A sette anni da “Natural Rebel” e quattro dalla parentesi di “Acoustic Hymns Vol.1“, Ashcroft riprende in mano il filo del suo percorso solista con una nuova consapevolezza. “Lovin’ You” è un disco più luminoso che nostalgico, dove la maturità non pesa ma scalda il cuore dell’ascoltatore. Fin dai primi brani si percepisce la voglia di costruire qualcosa che abbia una propria anima e un proprio stile, senza cadere nella facile autocelebrazione.

L’apertura, “Lover”, poggia su un campionamento di “Love and Affection” di Joan Armatrading: un omaggio esplicito e un gesto simbolico. Ashcroft rielabora il DNA della musica che lo ha formato — soul, pop e psichedelia — e ne fa un manifesto d’amore. La produzione di Emre Ramazanoglu le dà un respiro contemporaneo tra falsetti e groove quasi dance, ma l’anima rimane tutta sua: romantica, sfacciatamente vintage, fragile e determinata insieme.

Accanto a lui lavorano tre produttori: Mirwais, che lo spinge verso scenari electro (“I’m A Rebel”, “Lovin’ You”), Chris Potter, che ricrea l’alchimia dei giorni dei Verve nei momenti più intimi (“Out of These Blues”, “Find Another Reason”, “Fly to the Sun”) e Ramazanoglu, che dona al tutto una coesione moderna. Il risultato è un disco bifronte, sospeso tra introspezione e apertura, tra l’abbandono melodico e il desiderio di muoversi, fisicamente e spiritualmente.

Se i brani più uptempo flirtano con un pop raffinato e accessibile, è nelle ballad che Ashcroft si ritrova pienamente. “Out of These Blues” sembra un’elegia sospesa, un incontro tra Wild Horses e The Drugs Don’t Work; “Live With Hope” richiama l’intensità di Urban Hymns senza scadere nel déjà-vu. In “Fly to the Sun” l’autore si spoglia del lirismo mistico per tornare all’essenza: una voce, una chitarra, una confessione. Non mancano gli inciampi — qualche eccesso zuccheroso (“I’m A Rebel”) e un paio di momenti che sembrano voler piacere più che emozionare — ma “Lovin’ You” resta un lavoro onesto e ben calibrato.

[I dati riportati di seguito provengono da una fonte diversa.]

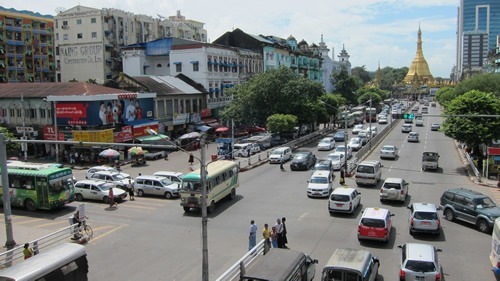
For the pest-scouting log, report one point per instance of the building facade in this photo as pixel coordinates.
(27, 51)
(477, 29)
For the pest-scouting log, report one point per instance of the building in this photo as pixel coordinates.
(477, 29)
(89, 40)
(419, 72)
(27, 51)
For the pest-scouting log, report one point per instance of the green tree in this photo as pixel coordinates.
(278, 123)
(471, 130)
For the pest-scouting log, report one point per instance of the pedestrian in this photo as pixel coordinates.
(274, 237)
(252, 238)
(285, 239)
(266, 234)
(131, 190)
(27, 251)
(279, 231)
(112, 203)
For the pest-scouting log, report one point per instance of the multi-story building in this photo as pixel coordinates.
(477, 29)
(89, 40)
(26, 47)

È un disco che parla di rinascita senza ostentarla, di fede nell’amore come ultima forma di resistenza al cinismo e alla stanchezza. Ashcroft, oggi, è un uomo in pace ma non domato. È ancora il predicatore rock che mescola rabbia e spiritualità, ma lo fa con la calma di chi ha attraversato tempeste e ha imparato a non averne più paura.